God told Noah that “all moving things which are alive” shall be his for food. The Hebrew word translated in the KJV “moving things” or “animals” in the Good News Bible is actually “remes” which most certainly refers to “reptiles.” There is a definite and clear distinction in the Bible between animals, birds and reptiles. This distinction is pointed out at the very time they were created. Genesis 1:24 shows that God created all living creatures: “cattle,” “creeping things,” and “beasts” of the Earth. Verse 25 states:
“And God made the beast of the earth after his kind, and cattle after their kind, and every thing that creepeth upon the earth after his kind.”

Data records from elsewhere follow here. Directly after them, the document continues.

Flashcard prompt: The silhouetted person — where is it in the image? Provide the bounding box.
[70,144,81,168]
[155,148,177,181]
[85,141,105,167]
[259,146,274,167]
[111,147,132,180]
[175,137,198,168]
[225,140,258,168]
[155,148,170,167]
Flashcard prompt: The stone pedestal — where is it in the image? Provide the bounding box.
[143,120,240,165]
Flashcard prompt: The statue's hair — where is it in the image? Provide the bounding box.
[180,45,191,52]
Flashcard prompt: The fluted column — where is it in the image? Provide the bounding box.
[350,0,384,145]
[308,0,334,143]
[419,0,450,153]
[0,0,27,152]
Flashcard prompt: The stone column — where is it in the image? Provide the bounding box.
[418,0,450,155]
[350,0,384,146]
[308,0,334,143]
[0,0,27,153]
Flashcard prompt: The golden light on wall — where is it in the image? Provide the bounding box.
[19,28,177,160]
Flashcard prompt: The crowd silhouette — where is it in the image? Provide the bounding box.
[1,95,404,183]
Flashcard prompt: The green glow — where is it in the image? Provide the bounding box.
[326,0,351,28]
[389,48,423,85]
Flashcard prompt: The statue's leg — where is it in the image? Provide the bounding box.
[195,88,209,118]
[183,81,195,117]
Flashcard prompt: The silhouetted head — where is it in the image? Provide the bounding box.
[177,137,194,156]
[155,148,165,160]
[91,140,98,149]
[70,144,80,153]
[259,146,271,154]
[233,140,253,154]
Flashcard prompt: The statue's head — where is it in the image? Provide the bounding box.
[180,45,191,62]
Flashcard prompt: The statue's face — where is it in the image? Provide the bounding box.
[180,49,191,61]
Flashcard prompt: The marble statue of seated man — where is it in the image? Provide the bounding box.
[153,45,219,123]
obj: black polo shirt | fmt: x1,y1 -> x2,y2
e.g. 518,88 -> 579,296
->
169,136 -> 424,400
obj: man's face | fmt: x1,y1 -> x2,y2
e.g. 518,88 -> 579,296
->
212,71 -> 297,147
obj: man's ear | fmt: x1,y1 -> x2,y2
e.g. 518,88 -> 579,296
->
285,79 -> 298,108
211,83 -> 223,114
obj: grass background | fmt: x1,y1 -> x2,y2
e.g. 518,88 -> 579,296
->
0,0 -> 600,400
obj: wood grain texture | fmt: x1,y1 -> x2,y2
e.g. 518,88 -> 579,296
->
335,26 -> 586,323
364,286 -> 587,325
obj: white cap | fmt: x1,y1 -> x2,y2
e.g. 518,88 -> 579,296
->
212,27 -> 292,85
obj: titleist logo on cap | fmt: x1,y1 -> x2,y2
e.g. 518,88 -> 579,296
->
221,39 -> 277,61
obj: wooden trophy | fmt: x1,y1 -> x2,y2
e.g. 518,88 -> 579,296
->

The beasts are those animals which we call wild beasts. The cattle refer to animals we now refer to as domesticated and herbivorous. The creeping things refer to all the reptiles. The Hebrew word used is “remes” and most definitely refers to reptiles. In Genesis 6:20 God again made the distinction between other animals and reptiles, that is, “remes,” translated “creeping thing” in the King James Bible. In Genesis 7:14 we again find a clear distinction in the animal kingdom:
“They [Noah and his household], and every beast after his kind, and all the cattle after their kind, and every creeping thing that creepeth upon the earth after his kind [remes], and every fowl after his kind.”
In verse 23 we find this statement:
“And every living substance was destroyed which was upon the face of the ground, both man, and cattle, and the creeping things, and the fowl of the heaven.”
A clear distinction between man, cattle, birds and reptiles that is, “remes” who “creep” or “move” on the ground. With this firmly fixed in our minds, let us return to Genesis 9:2-3 where we read:
“And the fear of you and the dread of you shall be upon every beast of the earth, and upon every fowl of the air, upon all that moveth upon the earth, and upon all the fishes of the sea; into your hand are they delivered. Every moving thing that liveth shall be meat for you; even as the green herb have I given you all things.”
The first thing we must note in this text is the fact that there is a distinction between the fishes of the sea, the birds of the air, the beasts of the Earth and the one who “moveth upon the earth.” The King James translators have used the words “moveth” in this case instead of “creepeth” as they have done in other passages. It means one and the same: “to glide or crawl” and is used in reference to reptiles. Cattle, sheep, goats, chickens, etc., are not reptiles and therefore they were not included in “all that moveth upon the earth” of which God spoke to Noah. God spoke to Noah only about “remes” that is, reptiles who crawl or creep upon the ground and who lay eggs in order to reproduce. It is as simple as that.